VA Secretary McDonough Meets With Oklahoma Tribal Leaders for Roundtable

Gov. Anoatubby VA Sec. McDonough
Chickasaw Nation Governor Bill Anoatubby (left) and U.S. Department of Veterans Affairs Secretary Denis McDonough (right) at a recent roundtable discussion with VA officials and Oklahoma tribal leaders in Oklahoma City.

OKLAHOMA CITY, OK – U.S. Department of Veterans Affairs (VA) Secretary Denis McDonough met with Oklahoma tribal leaders in Oklahoma City at a roundtable discussion.

Hosted at the Chickasaw Nation Community Center, the roundtable engaged tribal leaders from across the state in a conversation about their priorities for the VA, its services, and the way it offers those services to First American veterans. Oklahoma is home to 39 federally recognized tribes.

McDonough said the VA was participating in the roundtable meeting with tribal leaders in Oklahoma for four reasons: respect for tribal sovereignty; respect for the government-to-government relationship between the United States and each of the tribes; to demonstrate his personal commitment to engage in tribal consultation; and to listen to each of the tribal leader’s priorities.

“The main job for me today is to listen to you, hear your priorities and continue to build on those,” said McDonough.

Chickasaw Nation Governor Bill Anoatubby welcomed McDonough and other officials and tribal leaders to the roundtable.

“Today, we have the opportunity to ask questions and engage in productive conversation to support each other and our combined efforts to serve those who have greatly served our country,” said Governor Anoatubby.

Governor Anoatubby highlighted the warrior tradition of First Americans and their importance in the U.S. armed forces.

“In every major war and conflict, from World War I, to the wars in Iraq and Afghanistan, tribal citizens have risen to each and every call to serve our nation,” said Anoatubby.

Governor Anoatubby said First Americans represented the largest per capita percentage of any ethnic group in the military in all of those conflicts.

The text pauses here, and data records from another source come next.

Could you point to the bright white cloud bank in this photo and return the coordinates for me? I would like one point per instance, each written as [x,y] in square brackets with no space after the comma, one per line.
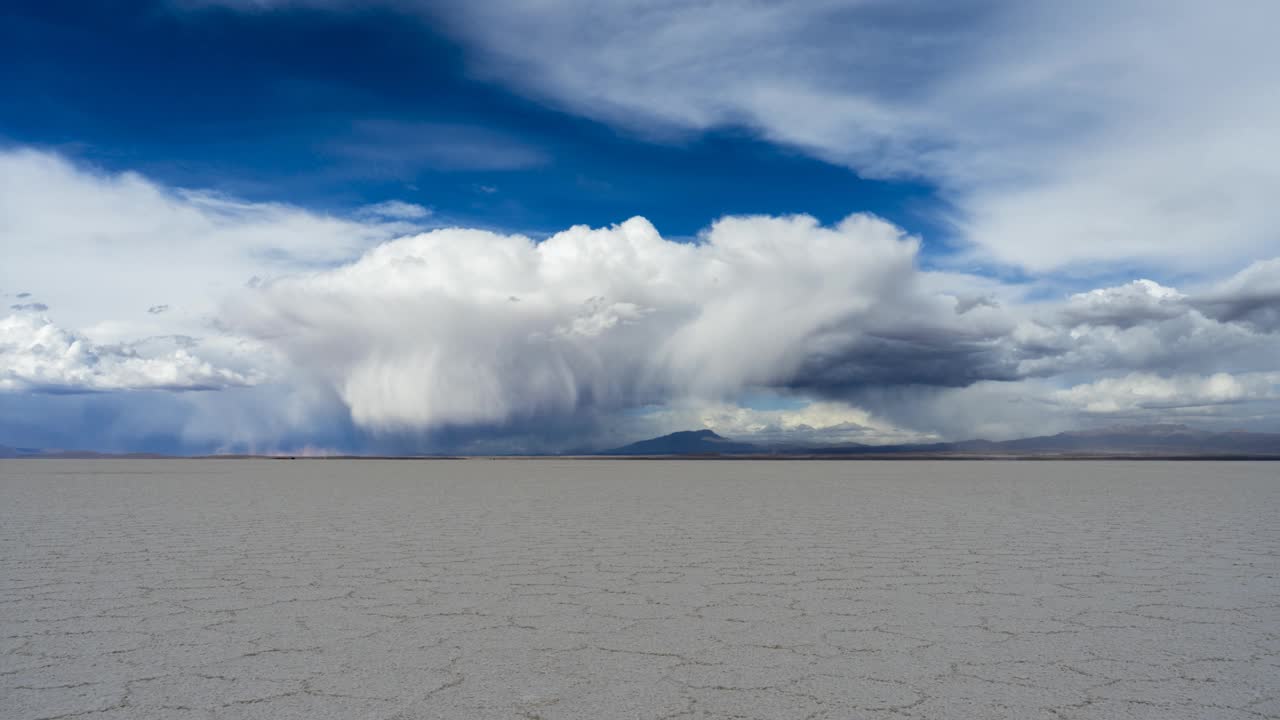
[590,335]
[37,355]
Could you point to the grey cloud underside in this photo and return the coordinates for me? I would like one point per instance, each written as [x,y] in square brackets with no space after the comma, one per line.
[423,332]
[371,337]
[1065,135]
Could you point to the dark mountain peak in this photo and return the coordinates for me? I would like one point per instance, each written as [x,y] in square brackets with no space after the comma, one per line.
[703,433]
[1152,431]
[685,442]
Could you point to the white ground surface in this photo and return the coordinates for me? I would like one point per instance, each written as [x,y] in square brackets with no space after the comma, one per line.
[597,589]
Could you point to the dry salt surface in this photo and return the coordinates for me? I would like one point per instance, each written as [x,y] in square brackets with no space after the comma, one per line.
[597,589]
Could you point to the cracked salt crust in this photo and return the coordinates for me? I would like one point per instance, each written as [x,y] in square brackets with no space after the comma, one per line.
[545,589]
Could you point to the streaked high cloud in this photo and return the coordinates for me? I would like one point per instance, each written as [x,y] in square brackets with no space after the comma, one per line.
[362,331]
[1069,136]
[36,355]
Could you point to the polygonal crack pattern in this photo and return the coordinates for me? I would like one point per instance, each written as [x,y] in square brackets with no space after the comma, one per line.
[700,589]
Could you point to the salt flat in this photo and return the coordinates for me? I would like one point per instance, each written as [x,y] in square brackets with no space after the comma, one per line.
[547,588]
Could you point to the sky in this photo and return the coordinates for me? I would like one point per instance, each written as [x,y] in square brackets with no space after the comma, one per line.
[543,226]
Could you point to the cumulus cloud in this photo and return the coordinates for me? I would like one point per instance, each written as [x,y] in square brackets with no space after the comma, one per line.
[1251,297]
[467,327]
[36,355]
[1146,391]
[814,423]
[365,332]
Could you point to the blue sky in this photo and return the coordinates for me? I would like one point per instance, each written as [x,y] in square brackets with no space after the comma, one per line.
[406,226]
[336,112]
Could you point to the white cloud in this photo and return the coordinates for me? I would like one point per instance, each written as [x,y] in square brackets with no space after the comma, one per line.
[470,327]
[355,332]
[36,355]
[812,423]
[101,249]
[1147,391]
[1069,135]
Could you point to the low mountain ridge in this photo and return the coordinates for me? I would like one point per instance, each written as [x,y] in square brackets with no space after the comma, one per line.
[1136,441]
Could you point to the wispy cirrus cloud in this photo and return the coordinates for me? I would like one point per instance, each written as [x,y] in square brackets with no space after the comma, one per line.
[1068,137]
[366,331]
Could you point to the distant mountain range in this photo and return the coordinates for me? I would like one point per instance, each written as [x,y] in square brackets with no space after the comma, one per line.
[1138,441]
[37,452]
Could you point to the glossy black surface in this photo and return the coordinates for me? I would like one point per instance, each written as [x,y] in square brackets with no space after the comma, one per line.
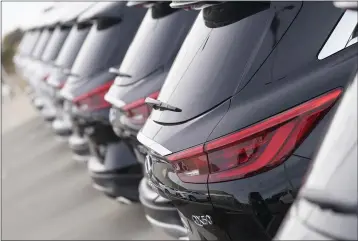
[55,43]
[327,203]
[196,70]
[30,44]
[42,42]
[72,46]
[155,45]
[277,75]
[106,47]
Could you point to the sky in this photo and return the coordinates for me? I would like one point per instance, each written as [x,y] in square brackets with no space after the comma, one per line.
[17,14]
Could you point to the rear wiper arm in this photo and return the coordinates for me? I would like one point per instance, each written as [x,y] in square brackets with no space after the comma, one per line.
[116,72]
[327,202]
[159,105]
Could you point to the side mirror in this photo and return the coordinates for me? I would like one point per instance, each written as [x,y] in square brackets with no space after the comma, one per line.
[113,70]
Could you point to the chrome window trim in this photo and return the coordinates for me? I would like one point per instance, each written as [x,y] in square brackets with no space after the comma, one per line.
[153,145]
[340,36]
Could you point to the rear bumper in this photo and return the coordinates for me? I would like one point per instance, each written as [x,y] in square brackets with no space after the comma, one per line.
[121,186]
[79,146]
[160,212]
[62,128]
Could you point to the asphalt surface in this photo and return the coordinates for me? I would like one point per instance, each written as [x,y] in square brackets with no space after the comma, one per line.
[46,195]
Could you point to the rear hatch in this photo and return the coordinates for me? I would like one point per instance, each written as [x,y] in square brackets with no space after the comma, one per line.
[151,53]
[107,40]
[68,53]
[225,47]
[33,40]
[104,47]
[42,42]
[55,43]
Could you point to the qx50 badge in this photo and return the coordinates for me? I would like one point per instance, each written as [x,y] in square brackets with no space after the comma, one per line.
[202,220]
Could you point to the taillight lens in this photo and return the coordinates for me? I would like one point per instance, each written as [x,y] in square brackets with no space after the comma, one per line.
[60,86]
[45,78]
[94,99]
[254,149]
[138,111]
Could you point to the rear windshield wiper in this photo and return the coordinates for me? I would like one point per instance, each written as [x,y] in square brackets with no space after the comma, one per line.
[118,73]
[325,201]
[159,105]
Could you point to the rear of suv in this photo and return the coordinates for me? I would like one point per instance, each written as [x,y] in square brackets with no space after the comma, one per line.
[113,28]
[243,109]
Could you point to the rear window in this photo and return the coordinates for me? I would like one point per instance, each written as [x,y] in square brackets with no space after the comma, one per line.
[31,44]
[210,56]
[72,46]
[55,43]
[41,44]
[97,50]
[156,43]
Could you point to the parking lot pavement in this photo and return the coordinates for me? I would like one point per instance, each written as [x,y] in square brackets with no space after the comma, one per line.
[46,195]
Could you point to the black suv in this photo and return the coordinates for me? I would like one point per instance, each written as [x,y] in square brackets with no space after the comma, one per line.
[243,110]
[113,28]
[142,74]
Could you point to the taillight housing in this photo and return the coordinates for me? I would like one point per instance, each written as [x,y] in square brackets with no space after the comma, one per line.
[45,77]
[138,111]
[254,149]
[94,99]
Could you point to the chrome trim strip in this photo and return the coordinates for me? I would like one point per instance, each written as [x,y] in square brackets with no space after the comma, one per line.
[153,145]
[124,200]
[147,204]
[100,188]
[165,225]
[80,158]
[114,101]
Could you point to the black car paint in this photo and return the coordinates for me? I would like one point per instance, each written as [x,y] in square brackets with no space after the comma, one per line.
[55,43]
[148,62]
[334,181]
[42,42]
[252,208]
[101,50]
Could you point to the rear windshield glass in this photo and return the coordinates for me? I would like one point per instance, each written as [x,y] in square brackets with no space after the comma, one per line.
[25,38]
[55,43]
[208,57]
[155,44]
[29,46]
[72,46]
[40,46]
[97,50]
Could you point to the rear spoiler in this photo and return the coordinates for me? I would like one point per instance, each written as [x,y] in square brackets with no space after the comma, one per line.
[346,5]
[193,5]
[144,4]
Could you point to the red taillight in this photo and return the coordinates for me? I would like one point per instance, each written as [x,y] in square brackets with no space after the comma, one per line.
[138,111]
[94,99]
[60,86]
[254,149]
[45,78]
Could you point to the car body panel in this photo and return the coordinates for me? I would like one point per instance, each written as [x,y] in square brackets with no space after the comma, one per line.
[250,208]
[199,74]
[335,180]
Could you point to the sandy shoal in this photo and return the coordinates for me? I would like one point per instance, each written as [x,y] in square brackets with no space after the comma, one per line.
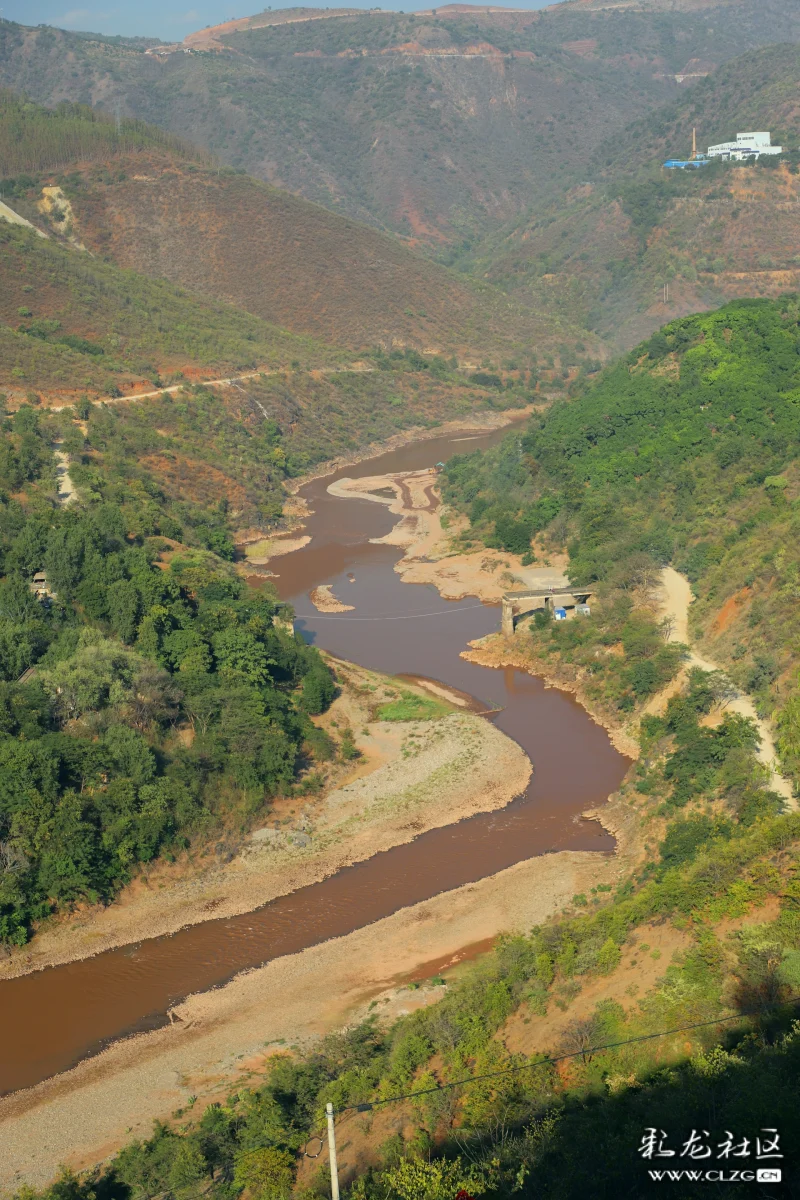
[426,774]
[324,600]
[85,1115]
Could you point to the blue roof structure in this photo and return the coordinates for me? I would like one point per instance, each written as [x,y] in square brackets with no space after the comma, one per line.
[672,163]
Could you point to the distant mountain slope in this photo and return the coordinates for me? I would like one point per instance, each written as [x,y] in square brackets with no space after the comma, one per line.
[70,323]
[434,125]
[149,204]
[293,263]
[641,245]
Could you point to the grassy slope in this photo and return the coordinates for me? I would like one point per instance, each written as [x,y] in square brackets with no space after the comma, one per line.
[429,147]
[290,262]
[603,253]
[128,329]
[203,447]
[144,202]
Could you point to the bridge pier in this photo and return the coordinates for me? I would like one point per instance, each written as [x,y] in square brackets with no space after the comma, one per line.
[521,604]
[507,618]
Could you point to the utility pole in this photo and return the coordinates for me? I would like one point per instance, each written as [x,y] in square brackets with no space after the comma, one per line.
[331,1147]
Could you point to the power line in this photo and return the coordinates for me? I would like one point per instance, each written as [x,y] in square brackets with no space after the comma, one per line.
[548,1061]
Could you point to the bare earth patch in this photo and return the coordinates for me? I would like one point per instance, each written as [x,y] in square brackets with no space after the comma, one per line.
[324,600]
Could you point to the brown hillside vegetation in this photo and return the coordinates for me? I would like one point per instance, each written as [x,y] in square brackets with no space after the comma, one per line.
[71,323]
[438,126]
[289,262]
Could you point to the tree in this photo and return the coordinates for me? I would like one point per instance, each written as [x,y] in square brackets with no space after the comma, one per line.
[318,690]
[268,1174]
[438,1180]
[124,605]
[239,654]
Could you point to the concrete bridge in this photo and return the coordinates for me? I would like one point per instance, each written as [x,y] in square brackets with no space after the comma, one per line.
[518,604]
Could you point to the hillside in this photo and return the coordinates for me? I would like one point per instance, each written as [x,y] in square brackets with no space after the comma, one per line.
[684,451]
[142,201]
[603,253]
[654,1018]
[434,125]
[73,324]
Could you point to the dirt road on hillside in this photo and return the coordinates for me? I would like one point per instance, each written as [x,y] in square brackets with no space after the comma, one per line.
[675,598]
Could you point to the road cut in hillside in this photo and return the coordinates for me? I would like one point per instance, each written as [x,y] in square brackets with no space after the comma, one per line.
[674,601]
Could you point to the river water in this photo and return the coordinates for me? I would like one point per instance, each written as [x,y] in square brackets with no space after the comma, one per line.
[66,1013]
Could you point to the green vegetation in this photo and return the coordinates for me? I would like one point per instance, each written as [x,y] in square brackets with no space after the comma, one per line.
[34,139]
[161,699]
[318,99]
[409,707]
[684,451]
[527,1132]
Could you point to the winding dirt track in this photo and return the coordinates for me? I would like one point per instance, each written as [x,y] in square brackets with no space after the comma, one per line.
[677,597]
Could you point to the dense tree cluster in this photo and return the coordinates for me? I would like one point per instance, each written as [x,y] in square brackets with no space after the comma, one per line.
[156,699]
[651,442]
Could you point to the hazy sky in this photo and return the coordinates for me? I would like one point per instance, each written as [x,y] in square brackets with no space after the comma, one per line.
[168,19]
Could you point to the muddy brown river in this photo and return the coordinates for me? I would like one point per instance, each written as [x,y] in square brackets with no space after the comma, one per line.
[66,1013]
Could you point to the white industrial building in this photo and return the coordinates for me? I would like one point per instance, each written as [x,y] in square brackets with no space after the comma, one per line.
[747,145]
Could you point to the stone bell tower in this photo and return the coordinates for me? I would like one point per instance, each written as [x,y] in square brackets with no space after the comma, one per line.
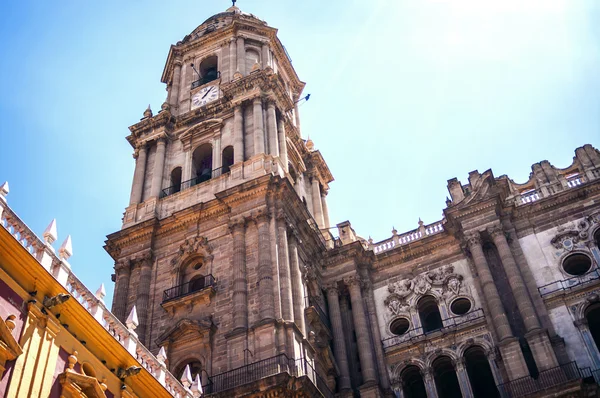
[227,211]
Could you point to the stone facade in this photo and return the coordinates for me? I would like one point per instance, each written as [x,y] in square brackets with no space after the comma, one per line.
[226,253]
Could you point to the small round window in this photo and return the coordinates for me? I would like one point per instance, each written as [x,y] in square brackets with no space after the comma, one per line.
[577,264]
[460,306]
[400,326]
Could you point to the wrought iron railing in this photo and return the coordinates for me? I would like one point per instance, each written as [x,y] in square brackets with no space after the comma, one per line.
[266,368]
[206,79]
[546,379]
[194,286]
[447,323]
[195,181]
[569,283]
[310,301]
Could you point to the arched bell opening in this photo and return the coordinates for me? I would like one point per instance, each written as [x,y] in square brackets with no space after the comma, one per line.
[227,158]
[446,381]
[480,374]
[413,384]
[429,313]
[592,315]
[202,163]
[175,180]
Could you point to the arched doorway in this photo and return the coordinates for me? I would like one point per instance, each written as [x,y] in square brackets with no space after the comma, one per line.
[202,163]
[592,315]
[446,381]
[413,385]
[480,374]
[429,313]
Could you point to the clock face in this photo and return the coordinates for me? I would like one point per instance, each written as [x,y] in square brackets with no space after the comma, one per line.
[204,96]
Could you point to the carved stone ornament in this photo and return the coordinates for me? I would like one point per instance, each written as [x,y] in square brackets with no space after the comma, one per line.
[193,246]
[443,280]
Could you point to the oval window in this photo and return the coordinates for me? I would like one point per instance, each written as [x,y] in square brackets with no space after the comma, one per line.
[577,264]
[460,306]
[400,326]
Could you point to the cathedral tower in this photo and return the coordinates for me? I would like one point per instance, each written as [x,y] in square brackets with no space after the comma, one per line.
[227,213]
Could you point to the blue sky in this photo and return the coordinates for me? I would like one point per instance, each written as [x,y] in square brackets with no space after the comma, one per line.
[404,96]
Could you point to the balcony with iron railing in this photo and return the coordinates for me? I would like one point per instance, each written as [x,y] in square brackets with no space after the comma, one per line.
[206,79]
[547,379]
[565,285]
[420,334]
[202,285]
[202,178]
[263,369]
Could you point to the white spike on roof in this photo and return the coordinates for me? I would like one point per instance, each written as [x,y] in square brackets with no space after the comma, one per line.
[101,292]
[132,321]
[66,249]
[50,234]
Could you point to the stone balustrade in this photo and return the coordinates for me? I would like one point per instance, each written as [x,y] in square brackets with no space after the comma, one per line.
[93,303]
[405,238]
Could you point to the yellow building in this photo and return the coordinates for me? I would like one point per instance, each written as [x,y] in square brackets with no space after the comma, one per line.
[57,338]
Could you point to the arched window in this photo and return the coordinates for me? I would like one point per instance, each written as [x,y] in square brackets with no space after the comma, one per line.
[208,69]
[227,158]
[252,57]
[175,180]
[480,374]
[592,315]
[445,378]
[429,313]
[202,163]
[412,382]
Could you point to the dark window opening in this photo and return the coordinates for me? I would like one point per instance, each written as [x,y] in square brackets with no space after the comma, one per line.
[400,326]
[592,315]
[412,383]
[480,374]
[429,313]
[227,159]
[577,264]
[176,180]
[460,306]
[202,163]
[445,378]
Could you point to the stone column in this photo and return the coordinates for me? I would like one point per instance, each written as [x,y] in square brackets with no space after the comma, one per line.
[588,340]
[325,209]
[174,94]
[237,227]
[143,297]
[287,309]
[490,291]
[232,58]
[272,129]
[296,276]
[265,55]
[282,144]
[259,130]
[122,273]
[241,56]
[362,331]
[159,165]
[265,270]
[139,174]
[515,280]
[238,134]
[316,199]
[430,383]
[463,379]
[339,346]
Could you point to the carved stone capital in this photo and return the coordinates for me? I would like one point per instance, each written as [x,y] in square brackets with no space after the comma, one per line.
[473,239]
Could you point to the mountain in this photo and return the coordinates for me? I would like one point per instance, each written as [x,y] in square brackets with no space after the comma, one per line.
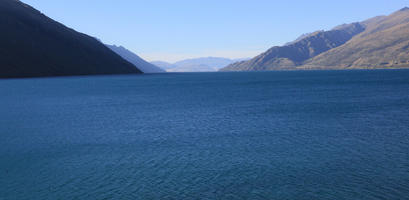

“Officials at the Defense Department have noted that if, during World War II, the entire American population had enlisted at the same rate as First Americans, Selective Service would have been unnecessary,” said Anoatubby.

During the roundtable, VA officials and staff, tribal leaders and veterans discussed the importance of ensuring First American veterans in remote parts of the state have improved access to health facilities and other facilities that offered veteran services. Discussion ranged from programs and facilities the VA operated, improved communication with the federally operated Indian Health Service, and the importance of communication between tribes and the VA.

McDonough and other VA officials said they hoped the dialogue would lead to more effective and accessible services for First American veterans.